Employees won’t merely need to be upskilled; they’ll need to be reskilled, and on a massive scale. Some employees will have to change their occupations entirely. As a recent report from the Digital Data Design Institute at Harvard’s Digital Reskilling Lab and the BCG Henderson Institute shows, reskilling is a strategic imperative for companies—both as a part of their employee value proposition and as a means of accessing the talent necessary to maintain competitive advantage.
Learning when to use GenAI is just as essential as learning how to use it. In a recent experiment conducted in partnership with Harvard Business School, MIT Sloan School of Management, the Wharton School at the University of Pennsylvania, and the University of Warwick, BCG found that the use of GenAI improved performance by 18% on tasks for which the technology was well-suited; for tasks it had not yet mastered, however, performance declined by an average of 23%.
And while nearly all subjects saw a boost in performance when using GenAI for creative ideation, our experiment found that the relatively uniform output of the technology can reduce a group’s diversity of thought by 41%. What’s more, roughly 70% of survey participants expressed a concern that, over time, extensive use of GenAI may negatively impact their creative abilities. Organizations will need to be mindful of GenAI’s tendency to produce homogenous results, as well as the potential effects of technology on their employees’ professional identities.

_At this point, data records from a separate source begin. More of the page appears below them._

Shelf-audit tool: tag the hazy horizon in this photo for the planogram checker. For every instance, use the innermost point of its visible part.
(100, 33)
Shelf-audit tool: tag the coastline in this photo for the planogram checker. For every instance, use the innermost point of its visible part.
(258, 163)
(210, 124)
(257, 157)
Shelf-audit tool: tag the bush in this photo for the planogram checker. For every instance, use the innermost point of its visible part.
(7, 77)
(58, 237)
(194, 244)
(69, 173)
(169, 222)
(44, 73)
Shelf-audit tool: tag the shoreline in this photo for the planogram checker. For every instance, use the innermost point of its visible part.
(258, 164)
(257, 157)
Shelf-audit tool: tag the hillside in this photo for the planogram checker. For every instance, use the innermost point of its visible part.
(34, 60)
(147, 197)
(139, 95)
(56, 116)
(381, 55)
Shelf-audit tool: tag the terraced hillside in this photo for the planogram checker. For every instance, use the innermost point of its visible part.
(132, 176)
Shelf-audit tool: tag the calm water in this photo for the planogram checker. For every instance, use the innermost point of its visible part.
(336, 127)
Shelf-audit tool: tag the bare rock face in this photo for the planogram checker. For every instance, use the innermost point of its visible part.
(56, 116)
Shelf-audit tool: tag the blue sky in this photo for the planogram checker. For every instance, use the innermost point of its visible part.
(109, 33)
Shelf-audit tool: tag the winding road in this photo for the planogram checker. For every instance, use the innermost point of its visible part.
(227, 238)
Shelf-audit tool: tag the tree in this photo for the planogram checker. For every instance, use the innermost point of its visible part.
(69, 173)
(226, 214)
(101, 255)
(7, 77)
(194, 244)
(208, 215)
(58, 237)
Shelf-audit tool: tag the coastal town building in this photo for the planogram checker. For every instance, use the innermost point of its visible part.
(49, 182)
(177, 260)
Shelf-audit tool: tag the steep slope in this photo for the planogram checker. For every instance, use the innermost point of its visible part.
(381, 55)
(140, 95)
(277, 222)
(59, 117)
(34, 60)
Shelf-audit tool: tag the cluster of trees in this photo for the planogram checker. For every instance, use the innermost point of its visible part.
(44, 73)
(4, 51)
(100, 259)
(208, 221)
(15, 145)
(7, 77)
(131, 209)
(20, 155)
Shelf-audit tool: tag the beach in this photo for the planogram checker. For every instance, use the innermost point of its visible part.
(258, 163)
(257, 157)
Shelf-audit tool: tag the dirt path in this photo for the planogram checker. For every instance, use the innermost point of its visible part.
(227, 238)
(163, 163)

As students, educational institutions, workers, and organizations learn how to use GenAI and other AI tools, they’ll need to keep a host of additional challenges in mind. Among them:
Plagiarism isn’t the only peril. We will, of course, need to build new tools to help teachers identify GenAI-generated content and ensure that proper sources are cited; at the same time, teachers themselves will need to determine which uses of GenAI are permissible and which constitute cheating. But GenAI presents other educational risks, too. Its powerful analytic capabilities could unintentionally create a “predictive ceiling” for some students, limiting their upward trajectory. And on a larger scale, access remains a challenge: schools with greater resources are more likely adopt GenAI tools quickly, which could widen the gap with schools that face funding shortages.
Children are especially vulnerable. Just as AI holds extraordinary potential for advancing education, it presents an equally profound risk of compounding the dangers children already face online, including bullying, inappropriate content, and digital addiction. Companies must build safety and privacy protections into any AI-powered software intended for use by children.

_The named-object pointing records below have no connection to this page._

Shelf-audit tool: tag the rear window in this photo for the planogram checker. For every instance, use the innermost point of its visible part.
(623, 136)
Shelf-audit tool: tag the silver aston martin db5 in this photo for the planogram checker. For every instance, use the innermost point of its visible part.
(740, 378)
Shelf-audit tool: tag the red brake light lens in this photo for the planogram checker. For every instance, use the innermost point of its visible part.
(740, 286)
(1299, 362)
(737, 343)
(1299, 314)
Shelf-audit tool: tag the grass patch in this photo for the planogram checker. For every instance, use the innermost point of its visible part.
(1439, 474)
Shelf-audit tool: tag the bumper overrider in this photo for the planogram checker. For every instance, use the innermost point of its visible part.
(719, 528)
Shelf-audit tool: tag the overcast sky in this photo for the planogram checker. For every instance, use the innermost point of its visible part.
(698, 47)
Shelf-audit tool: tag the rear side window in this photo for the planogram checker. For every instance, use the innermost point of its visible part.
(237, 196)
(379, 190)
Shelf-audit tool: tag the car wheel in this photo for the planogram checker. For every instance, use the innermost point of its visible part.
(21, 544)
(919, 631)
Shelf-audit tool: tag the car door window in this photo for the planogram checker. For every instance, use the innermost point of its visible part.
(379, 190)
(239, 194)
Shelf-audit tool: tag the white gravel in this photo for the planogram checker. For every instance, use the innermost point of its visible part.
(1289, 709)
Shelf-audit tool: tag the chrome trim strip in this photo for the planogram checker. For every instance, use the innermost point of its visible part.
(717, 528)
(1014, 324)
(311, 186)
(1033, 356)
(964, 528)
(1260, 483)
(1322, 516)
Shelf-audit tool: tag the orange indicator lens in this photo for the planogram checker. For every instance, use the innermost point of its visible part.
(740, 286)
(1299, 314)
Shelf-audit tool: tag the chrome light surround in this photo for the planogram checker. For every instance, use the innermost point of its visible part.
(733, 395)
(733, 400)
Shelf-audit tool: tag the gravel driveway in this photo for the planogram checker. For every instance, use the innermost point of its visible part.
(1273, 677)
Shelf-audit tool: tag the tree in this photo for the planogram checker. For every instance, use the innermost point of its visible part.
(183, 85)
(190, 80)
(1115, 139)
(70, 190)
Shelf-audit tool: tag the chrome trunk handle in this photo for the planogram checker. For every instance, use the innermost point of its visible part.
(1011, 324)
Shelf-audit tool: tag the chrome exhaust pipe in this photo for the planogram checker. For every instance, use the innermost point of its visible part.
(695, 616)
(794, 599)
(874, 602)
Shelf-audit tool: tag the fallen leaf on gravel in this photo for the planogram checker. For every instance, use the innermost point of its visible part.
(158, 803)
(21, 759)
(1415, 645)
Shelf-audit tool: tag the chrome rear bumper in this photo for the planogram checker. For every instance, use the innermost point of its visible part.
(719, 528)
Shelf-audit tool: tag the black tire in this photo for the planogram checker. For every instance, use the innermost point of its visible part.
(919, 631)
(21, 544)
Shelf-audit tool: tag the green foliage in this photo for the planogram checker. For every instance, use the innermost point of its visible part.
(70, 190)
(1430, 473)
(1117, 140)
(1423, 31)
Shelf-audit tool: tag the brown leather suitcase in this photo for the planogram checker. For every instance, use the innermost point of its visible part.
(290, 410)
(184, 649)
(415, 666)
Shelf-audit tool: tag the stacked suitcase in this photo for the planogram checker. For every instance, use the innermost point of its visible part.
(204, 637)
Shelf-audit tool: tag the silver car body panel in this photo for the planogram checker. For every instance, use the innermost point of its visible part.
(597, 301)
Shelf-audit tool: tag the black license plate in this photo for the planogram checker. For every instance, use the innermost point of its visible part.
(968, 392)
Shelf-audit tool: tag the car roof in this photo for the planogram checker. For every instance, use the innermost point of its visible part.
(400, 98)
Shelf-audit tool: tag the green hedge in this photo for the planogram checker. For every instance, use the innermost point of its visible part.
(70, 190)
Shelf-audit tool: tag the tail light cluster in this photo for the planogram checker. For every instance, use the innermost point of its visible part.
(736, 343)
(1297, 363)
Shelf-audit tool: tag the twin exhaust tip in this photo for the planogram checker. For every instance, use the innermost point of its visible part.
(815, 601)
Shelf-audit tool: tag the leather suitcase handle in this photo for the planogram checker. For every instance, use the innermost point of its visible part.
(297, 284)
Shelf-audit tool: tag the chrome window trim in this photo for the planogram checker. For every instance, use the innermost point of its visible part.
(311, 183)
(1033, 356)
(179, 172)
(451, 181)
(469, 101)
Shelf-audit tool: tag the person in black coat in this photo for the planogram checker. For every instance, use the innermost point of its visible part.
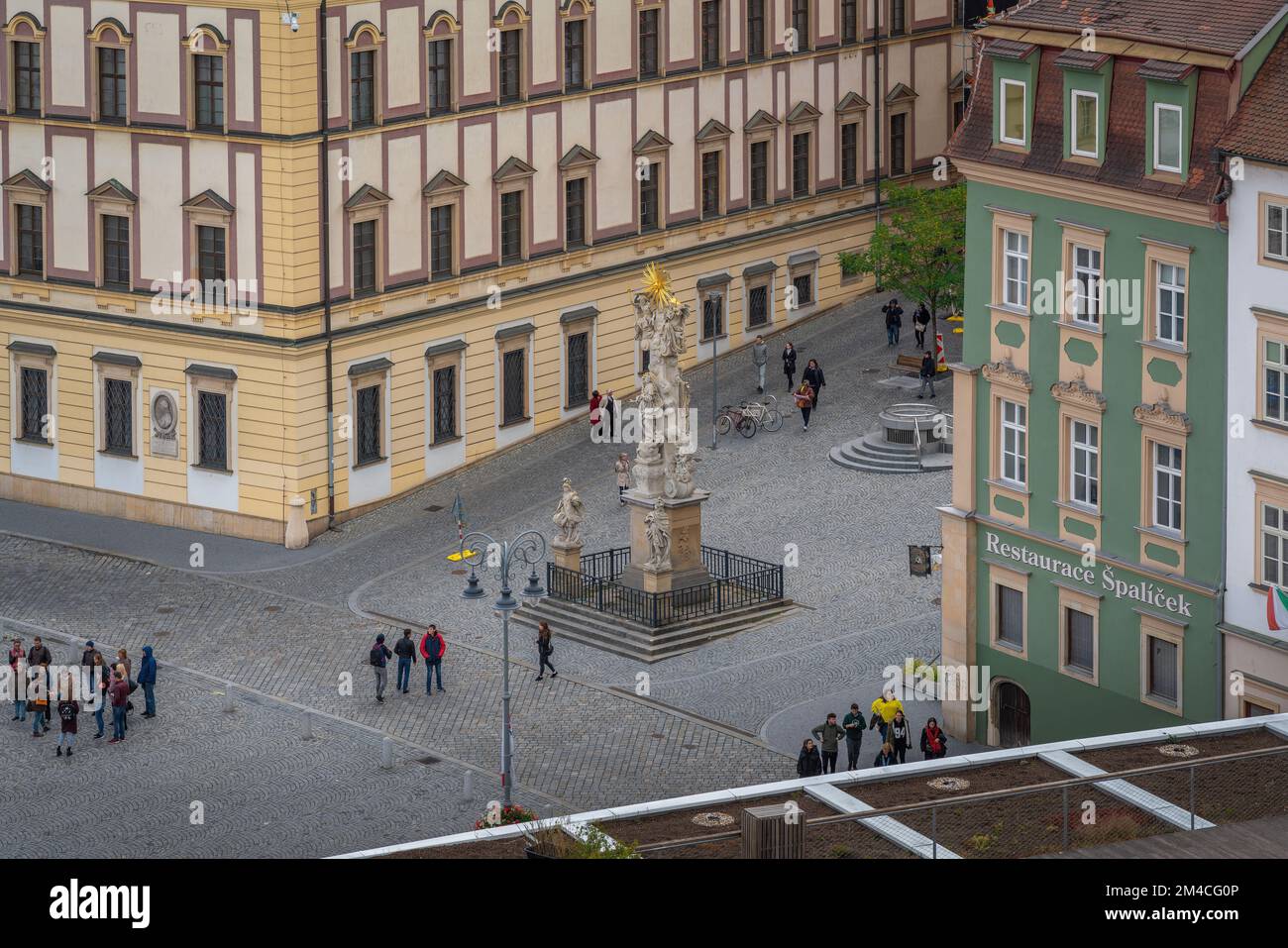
(809, 763)
(814, 376)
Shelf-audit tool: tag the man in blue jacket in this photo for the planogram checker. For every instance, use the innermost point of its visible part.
(149, 679)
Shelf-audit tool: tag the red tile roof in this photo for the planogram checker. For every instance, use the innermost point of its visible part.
(1215, 26)
(1260, 124)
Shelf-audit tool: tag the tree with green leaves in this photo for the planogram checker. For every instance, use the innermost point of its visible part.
(918, 250)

Bias is an ever-present concern. AI systems are only as reliable as the data on which they are trained; AI outputs could therefore potentially reflect the biases inherent in the underlying data. Some facial recognition programs, for example, have had difficulty recognizing the faces of people of certain ethnic backgrounds because the data used to train the AI omitted any images of people of those ethnicities. As GenAI systems become more prevalent and powerful, humans will need to be taught to recognize such biases and correct them.
Machines are not infallible. GenAI has shown a well-publicized tendency to produce misinformation. Even so, humans may be reluctant to question the outputs GenAI and other AI systems produce, especially as the technology grows more sophisticated. Regardless of how impressive these systems become, humans must remain in the loop, ensuring that all AI tools are deployed responsibly and that their outputs are accurate.